Deputy Chancellor Dr Liz Magassy conferred the award on the organisation on 30 September. Dr Magassy congratulated the Far South Coast Branch on their commitment, dedication and unwavering generosity in the face of adversity.

 

“UOW and the Far South Coast Branch are very much aligned, and we both recognise that there is little distinction between our organisations and the communities. Rather, we are part of the communities we serve and we come together when times are tough” - Deputy Chancellor Magassy.

Past recipients

The Australian Indigenous Mentoring Experience (AIME) was selected as the 2019 recipient of the Award, recognising AIME’s significant services to improving educational outcomes for Indigenous students in Australia, including in the Illawarra, Shoalhaven and far South Coast regions.
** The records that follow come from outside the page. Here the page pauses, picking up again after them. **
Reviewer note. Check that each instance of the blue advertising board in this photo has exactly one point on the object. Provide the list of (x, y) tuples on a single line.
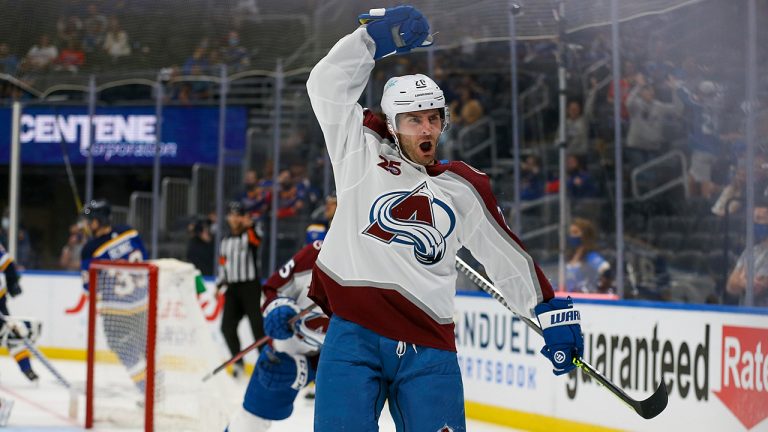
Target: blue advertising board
[(122, 135)]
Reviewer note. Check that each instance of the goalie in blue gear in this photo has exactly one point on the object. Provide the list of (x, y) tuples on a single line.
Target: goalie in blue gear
[(11, 330), (123, 299), (290, 363)]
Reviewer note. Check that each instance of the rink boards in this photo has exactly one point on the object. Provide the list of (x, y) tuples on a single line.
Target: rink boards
[(713, 359)]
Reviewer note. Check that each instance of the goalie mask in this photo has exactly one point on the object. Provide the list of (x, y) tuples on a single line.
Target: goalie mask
[(416, 116)]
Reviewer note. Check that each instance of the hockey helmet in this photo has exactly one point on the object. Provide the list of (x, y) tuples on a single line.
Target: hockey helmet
[(100, 210), (411, 93)]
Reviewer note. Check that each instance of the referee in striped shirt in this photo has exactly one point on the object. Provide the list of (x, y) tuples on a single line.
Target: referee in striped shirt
[(238, 273)]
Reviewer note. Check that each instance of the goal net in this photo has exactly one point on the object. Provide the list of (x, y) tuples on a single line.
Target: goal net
[(148, 349)]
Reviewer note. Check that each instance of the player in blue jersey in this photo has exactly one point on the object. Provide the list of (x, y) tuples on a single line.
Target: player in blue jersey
[(11, 329), (319, 226), (123, 299)]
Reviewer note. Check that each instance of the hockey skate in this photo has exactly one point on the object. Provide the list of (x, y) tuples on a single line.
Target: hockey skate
[(5, 411)]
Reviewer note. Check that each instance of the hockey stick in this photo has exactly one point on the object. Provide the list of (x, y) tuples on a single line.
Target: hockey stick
[(648, 408), (256, 344), (36, 352)]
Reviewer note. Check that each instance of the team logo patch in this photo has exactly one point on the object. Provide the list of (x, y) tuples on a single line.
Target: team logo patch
[(413, 218)]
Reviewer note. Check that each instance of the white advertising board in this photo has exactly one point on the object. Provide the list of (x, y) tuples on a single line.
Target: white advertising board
[(713, 360)]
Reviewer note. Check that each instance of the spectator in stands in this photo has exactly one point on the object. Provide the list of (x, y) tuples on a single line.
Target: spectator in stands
[(40, 57), (290, 200), (586, 271), (321, 219), (200, 248), (95, 25), (250, 179), (467, 109), (69, 28), (703, 111), (95, 19), (8, 60), (311, 194), (70, 59), (737, 281), (577, 123), (116, 43), (25, 255), (70, 253), (532, 179), (197, 62), (580, 183), (626, 83), (235, 55), (647, 118)]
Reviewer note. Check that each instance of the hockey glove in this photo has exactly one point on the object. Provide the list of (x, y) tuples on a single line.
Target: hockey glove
[(396, 30), (278, 370), (276, 317), (562, 333), (14, 289)]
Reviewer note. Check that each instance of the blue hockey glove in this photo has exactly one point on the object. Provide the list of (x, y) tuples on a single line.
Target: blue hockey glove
[(14, 289), (276, 317), (399, 29), (278, 370), (562, 333)]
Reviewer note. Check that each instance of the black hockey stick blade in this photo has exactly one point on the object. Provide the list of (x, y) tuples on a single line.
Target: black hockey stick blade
[(647, 409)]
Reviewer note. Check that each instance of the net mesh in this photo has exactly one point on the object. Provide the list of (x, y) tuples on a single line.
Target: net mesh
[(184, 352), (51, 47)]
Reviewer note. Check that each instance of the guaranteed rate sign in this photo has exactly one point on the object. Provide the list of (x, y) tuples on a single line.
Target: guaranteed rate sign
[(123, 136)]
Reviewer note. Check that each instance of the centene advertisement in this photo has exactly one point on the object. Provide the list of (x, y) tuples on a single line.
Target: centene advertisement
[(713, 361), (122, 135)]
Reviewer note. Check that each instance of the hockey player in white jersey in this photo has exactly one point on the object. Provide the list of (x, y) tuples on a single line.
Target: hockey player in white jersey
[(291, 361), (386, 271)]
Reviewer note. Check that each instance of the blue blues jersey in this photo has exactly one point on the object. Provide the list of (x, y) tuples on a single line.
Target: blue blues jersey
[(584, 276), (10, 283), (121, 292)]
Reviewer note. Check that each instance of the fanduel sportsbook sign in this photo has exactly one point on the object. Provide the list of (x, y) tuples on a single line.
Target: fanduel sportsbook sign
[(122, 136)]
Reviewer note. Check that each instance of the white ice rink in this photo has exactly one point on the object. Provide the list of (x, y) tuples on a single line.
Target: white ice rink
[(45, 407)]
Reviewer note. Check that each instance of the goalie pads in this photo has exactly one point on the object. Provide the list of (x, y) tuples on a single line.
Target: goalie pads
[(5, 411), (13, 330)]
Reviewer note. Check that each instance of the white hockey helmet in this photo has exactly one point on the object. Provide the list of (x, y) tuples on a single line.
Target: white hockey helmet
[(409, 93)]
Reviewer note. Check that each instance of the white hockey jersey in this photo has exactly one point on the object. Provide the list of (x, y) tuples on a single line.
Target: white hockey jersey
[(292, 280), (387, 262)]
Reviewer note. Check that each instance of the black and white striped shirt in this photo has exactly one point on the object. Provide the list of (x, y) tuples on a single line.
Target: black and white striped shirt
[(237, 257)]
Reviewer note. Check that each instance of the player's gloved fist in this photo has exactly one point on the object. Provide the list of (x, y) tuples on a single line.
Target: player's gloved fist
[(562, 333), (276, 316), (278, 370), (399, 29), (14, 289)]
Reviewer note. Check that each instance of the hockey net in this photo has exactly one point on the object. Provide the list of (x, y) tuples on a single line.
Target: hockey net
[(148, 349)]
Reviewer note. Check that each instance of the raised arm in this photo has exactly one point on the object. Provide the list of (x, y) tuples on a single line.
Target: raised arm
[(334, 86)]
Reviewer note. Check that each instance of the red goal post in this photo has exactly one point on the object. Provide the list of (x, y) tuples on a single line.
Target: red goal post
[(149, 345)]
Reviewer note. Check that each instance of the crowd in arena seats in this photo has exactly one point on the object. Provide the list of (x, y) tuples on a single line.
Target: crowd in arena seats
[(673, 98)]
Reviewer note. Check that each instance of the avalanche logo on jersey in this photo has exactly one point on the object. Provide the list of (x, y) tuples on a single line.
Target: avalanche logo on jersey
[(414, 218)]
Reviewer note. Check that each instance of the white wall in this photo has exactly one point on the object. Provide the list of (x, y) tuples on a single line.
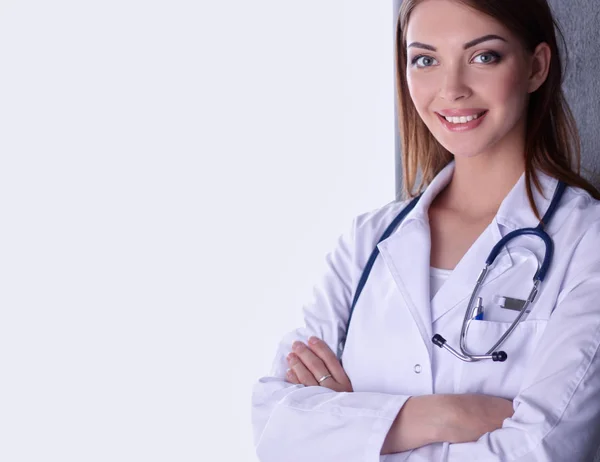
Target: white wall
[(172, 175)]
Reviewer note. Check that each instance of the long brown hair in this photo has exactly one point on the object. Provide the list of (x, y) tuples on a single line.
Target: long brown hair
[(552, 142)]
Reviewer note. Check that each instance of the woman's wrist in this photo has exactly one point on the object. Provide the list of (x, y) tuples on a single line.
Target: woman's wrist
[(420, 422)]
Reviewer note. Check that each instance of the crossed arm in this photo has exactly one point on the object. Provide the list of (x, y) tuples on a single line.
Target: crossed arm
[(422, 420)]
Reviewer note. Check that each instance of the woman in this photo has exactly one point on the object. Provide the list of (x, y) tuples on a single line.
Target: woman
[(485, 124)]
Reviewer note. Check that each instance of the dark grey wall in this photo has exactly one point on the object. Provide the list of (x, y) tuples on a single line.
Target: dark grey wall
[(579, 21)]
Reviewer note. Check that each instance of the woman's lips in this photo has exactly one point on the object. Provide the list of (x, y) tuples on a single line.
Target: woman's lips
[(462, 127)]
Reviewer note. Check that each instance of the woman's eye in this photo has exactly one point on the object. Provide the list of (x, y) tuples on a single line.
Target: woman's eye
[(486, 58), (423, 61)]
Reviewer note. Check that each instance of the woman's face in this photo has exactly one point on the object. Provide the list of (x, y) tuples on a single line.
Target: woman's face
[(465, 65)]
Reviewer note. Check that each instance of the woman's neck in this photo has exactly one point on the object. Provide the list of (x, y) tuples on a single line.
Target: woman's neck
[(480, 184)]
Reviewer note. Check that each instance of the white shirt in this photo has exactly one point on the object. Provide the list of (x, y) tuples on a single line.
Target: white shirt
[(552, 373), (437, 277)]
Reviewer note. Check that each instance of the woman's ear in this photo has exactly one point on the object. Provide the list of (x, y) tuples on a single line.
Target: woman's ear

AIME has demonstrated outstanding passion, leadership and integrity, working fearlessly to transform lives and close the gap between Indigenous and non-Indigenous communities through educational opportunity.

Chancellor Ms Jillian Broadbent AC conferred the award on the organisation on 20 June. Chancellor Broadbent said AIME was an organisation that had truly made a tangible impact on the lives of students throughout the world, helping to end the cycle of disadvantage.

“AIME’s impact has been profound and far-reaching; they have helped thousands of Indigenous students to believe in themselves and put them on the path to achieving their dreams,” Chancellor Broadbent said.

Community Fellowship Award for Community of Mudgee

The Community of Mudgee was selected as the 2017 recipient of this award to celebrate the outstanding civic leadership of Mudgee, Gulgong and surrounding communities and to recognise their exceptional contributions in sponsoring initiatives to support the University of Wollongong’s Graduate Medicine students.

These communities worked tirelessly to support initiatives to attract and retain health care professionals to provide the region with continuous access to quality healthcare. This is a vision shared by the University of Wollongong and the Community Fellowship Award honours those that gave their time, energy and resources to strengthen regional communities.

In conferring the award, the University of Wollongong thanks the people of Mudgee, Gulgong and surrounding communities for their dedication, commitment and generosity of spirit in welcoming UOW medicine students into the community and making their placements a positive experience.

Lifeline South Coast

Lifeline South Coast is the inaugural recipient of the Community Fellowship Award. The award acknowledges the life-saving work done by Lifeline South Coast as well as its 20 year long relationship with the University.

“Our relationship is multi-faceted: psychology students volunteer as telephone crisis support counsellors; we assist with research to strengthen Lifeline South Coast’s ability to undertake its suicide prevention activities as well as best professional development activities; and some library staff even help out at the Book Fair.”

Upon receiving the award, Lifeline South Coast Executive Director Grahame Gould said: “It’s not easy work to help a caller find a way forward when considering life or death … at times we become fatigued by the challenge.”

“However, Chancellor, we are nourished by the fact that we are working together to play our part in building a world where there is a sense of hope for everybody.”